My car is now completely solar powered.
The garage is all built, although I still have a few small things to do on it.
I have three NEMA 14-50 connectors in the garage. One is used for a heater, one has a more or less permanent (but unpluggable) 30A EVSE, the other is for a portable style 16A 240V EVSE.
By the way, the AmazingE is a great L2 portable EVSE, perfect for the iMiEV. I made a video on the unit (http://300mpg.org/2017/09/02/amazing-e-evse-review-and-opening/
), but unfortunately, it DOESN'T do 120V. I was really hoping it did, because the Gen 2 Chevy Volt charger is nearly identical, and it supports L1/L2 charging.
I installed my own solar. It's 24 panels, each with a faceplate rating of 260 watts, but in the real and imperfect world, they really put out around 200 watts max each. Essentially It's a 5,000 watt system, which is really what I was originally aiming for. It's using micro-inverters, which simplifies installation and certain code requirements.
I just got my utility rebate last week, so that was exciting to have a check written out to me for $1,200. Things are looking to be on track for a 6 year simple economic R.O.I., and possibly as quick as 3.5 years if a person factors in making one's own electricity for a car instead of buying gasoline.
Because the solar can make 5,000 watts in the middle of the day, and the car charges at 3,300, I can actually charge the car straight off the solar, and have enough power left to run my house and still have a little bit to push to the grid!
Whenever I'm home during the day, I try to do my charging then, to make direct use of the solar. Otherwise, I try charging overnight. Mainly, I try to avoid that evening peak power use time.
I also have an idea for a semi-smart EVSE. I just found out that the PWM signal from an EVSE that sets the rate that the charger draws at can be changed WHILE A CAR IS CHARING, without causing an error or other issues. I don't think it would be hard to use a current sensor to see how much power a solar array is producing, and then vary the PWM output signal based on that. It would be done with a hobbyist microcontroller like an Arduino. For example, on a sunny day, a car could charge at maximum power, but when a cloud covers the sun, the current created from the solar would drop, the Arduino would sense that and send a the PWM signal to the car to charge at whatever lower rate. The car would continue to charge but at a lower rate. When the cloud moves out of the way of the sun, solar current would increase and the Arduino would change the signal allowing the car to charge at increased current.
With a little programming, it would be designed with a maximum and minimum current setting, or so something like maximize the current of whatever is left from the solar that the house didn't use.
In essence, it would put only 100% solar in to the car.

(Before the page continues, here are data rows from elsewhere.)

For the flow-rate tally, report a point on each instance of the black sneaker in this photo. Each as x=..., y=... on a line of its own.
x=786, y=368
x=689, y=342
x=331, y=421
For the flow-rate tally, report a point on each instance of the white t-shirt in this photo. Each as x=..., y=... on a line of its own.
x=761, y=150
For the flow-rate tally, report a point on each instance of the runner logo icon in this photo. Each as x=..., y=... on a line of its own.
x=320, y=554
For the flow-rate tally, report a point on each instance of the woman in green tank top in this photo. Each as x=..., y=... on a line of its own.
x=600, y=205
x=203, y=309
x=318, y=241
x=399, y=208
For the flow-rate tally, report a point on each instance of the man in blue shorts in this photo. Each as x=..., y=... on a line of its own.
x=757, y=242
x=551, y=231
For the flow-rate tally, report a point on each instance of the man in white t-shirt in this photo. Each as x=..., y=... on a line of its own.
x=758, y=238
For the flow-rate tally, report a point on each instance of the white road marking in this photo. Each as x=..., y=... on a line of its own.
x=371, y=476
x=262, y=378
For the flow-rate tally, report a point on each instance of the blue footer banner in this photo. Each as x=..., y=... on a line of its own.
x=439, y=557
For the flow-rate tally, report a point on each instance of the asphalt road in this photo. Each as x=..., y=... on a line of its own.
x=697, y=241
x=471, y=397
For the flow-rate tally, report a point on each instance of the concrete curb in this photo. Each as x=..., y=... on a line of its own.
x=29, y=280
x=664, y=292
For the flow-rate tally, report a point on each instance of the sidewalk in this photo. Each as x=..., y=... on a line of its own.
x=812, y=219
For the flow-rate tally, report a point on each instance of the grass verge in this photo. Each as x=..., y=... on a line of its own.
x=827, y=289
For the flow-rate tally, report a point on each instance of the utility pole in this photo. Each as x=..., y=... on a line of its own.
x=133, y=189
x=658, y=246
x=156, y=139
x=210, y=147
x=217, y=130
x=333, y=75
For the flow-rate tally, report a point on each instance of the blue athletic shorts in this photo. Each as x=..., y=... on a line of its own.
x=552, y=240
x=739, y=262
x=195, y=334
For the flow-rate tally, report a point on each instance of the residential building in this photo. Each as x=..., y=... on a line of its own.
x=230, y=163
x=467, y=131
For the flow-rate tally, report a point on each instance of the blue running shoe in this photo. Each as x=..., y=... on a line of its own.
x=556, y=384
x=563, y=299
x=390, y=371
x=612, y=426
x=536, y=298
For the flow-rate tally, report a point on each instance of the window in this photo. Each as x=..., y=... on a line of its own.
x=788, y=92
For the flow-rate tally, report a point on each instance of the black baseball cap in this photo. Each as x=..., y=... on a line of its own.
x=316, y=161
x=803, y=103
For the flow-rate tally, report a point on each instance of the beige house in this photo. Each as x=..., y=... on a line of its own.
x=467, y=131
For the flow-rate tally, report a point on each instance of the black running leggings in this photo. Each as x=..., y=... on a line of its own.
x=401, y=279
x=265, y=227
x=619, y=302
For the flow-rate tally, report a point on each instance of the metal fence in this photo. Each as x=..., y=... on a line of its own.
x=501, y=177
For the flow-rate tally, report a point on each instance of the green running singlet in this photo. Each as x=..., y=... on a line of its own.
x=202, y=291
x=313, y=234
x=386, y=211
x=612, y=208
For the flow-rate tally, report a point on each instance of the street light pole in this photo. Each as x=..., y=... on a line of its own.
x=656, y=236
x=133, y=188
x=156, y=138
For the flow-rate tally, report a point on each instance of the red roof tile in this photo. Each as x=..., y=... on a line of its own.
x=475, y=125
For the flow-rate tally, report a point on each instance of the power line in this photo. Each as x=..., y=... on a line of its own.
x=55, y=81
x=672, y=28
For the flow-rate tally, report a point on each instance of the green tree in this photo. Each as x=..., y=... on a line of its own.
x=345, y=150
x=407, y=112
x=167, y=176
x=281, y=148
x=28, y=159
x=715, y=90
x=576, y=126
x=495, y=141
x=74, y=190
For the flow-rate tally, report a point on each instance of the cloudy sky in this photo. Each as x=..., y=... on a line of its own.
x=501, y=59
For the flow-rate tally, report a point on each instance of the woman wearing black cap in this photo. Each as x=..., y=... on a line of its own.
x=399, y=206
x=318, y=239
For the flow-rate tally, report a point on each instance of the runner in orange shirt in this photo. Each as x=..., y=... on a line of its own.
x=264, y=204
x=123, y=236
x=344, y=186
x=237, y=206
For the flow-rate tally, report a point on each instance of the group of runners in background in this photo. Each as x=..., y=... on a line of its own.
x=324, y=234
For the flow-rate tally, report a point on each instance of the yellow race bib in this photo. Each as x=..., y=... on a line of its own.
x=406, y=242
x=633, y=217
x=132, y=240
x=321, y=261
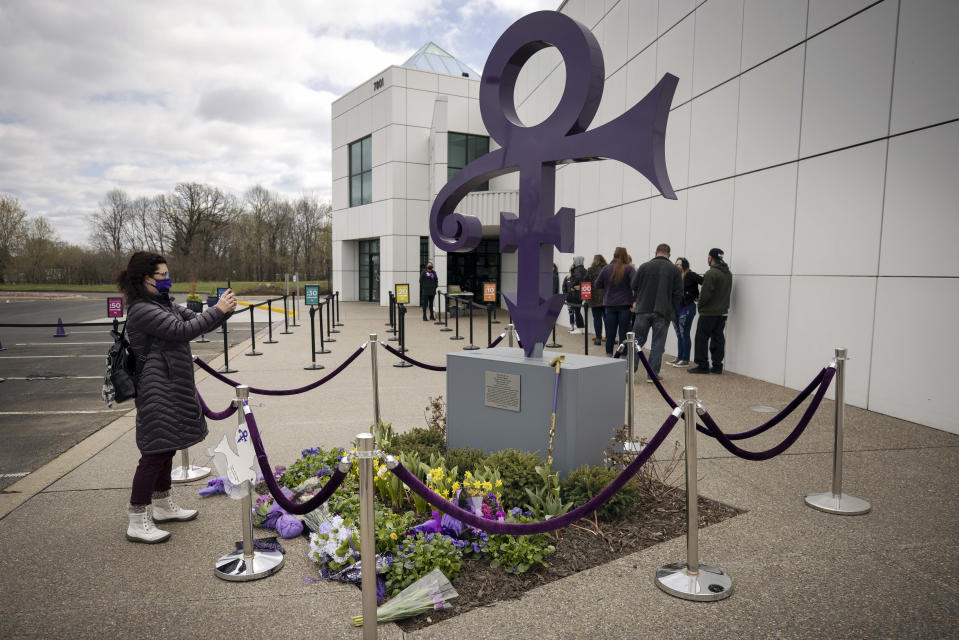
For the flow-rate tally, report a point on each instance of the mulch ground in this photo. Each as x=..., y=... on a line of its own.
x=659, y=516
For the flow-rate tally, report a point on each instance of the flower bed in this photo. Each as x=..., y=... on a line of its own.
x=412, y=539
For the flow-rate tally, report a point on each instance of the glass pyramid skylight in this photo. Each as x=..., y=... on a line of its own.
x=431, y=57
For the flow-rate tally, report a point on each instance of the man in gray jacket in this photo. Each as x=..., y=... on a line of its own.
x=658, y=286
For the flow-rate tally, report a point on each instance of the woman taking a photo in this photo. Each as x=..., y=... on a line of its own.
x=169, y=417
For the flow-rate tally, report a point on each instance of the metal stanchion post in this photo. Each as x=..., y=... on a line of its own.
x=226, y=353
x=471, y=346
x=187, y=472
x=376, y=381
x=330, y=319
x=365, y=452
x=338, y=323
x=835, y=501
x=253, y=351
x=286, y=317
x=269, y=325
x=323, y=349
x=554, y=344
x=691, y=580
x=401, y=313
x=456, y=301
x=249, y=563
x=313, y=366
x=489, y=324
x=446, y=315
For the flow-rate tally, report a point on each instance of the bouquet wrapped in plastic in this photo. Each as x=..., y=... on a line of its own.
x=429, y=593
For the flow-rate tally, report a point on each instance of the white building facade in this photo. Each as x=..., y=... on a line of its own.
x=815, y=141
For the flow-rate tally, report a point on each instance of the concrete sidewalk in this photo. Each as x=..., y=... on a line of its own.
x=68, y=571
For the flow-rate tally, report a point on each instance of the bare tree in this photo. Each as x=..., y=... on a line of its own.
x=110, y=227
x=12, y=231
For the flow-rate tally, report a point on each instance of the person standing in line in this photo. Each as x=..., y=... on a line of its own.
x=169, y=416
x=615, y=279
x=713, y=309
x=687, y=311
x=427, y=290
x=596, y=302
x=658, y=287
x=577, y=273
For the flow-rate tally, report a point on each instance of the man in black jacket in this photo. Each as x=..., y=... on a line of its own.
x=658, y=287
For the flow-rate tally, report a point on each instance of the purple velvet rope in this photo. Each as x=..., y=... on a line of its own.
x=401, y=356
x=213, y=415
x=769, y=424
x=283, y=392
x=530, y=528
x=785, y=444
x=293, y=507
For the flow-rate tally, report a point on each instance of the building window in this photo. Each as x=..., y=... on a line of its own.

There are plenty of places where grid-tie agreements aren't great. A person buys electricity for 13 cents, but only gets credited for 3 cents for whatever gets pushed back to the grid, for example. This smart solar EVSE would MAXIMIZE use for the solar by using the electricity that would be sold for cheap, instead of unnecessarily pulling power from the grid at full retail rates.
Just an idea. I know I'd like to play with it and see how it works. I don't know if there's a market for such an item or not, but there are a lot of electric car drivers who also have solar!
I've gotten my first two electric bills since installing the solar. Both were credits. In the first two months, the power company owes me $60. In the winter, I'll use more power than I produce, and the summer credits will be consumed by winter electric use.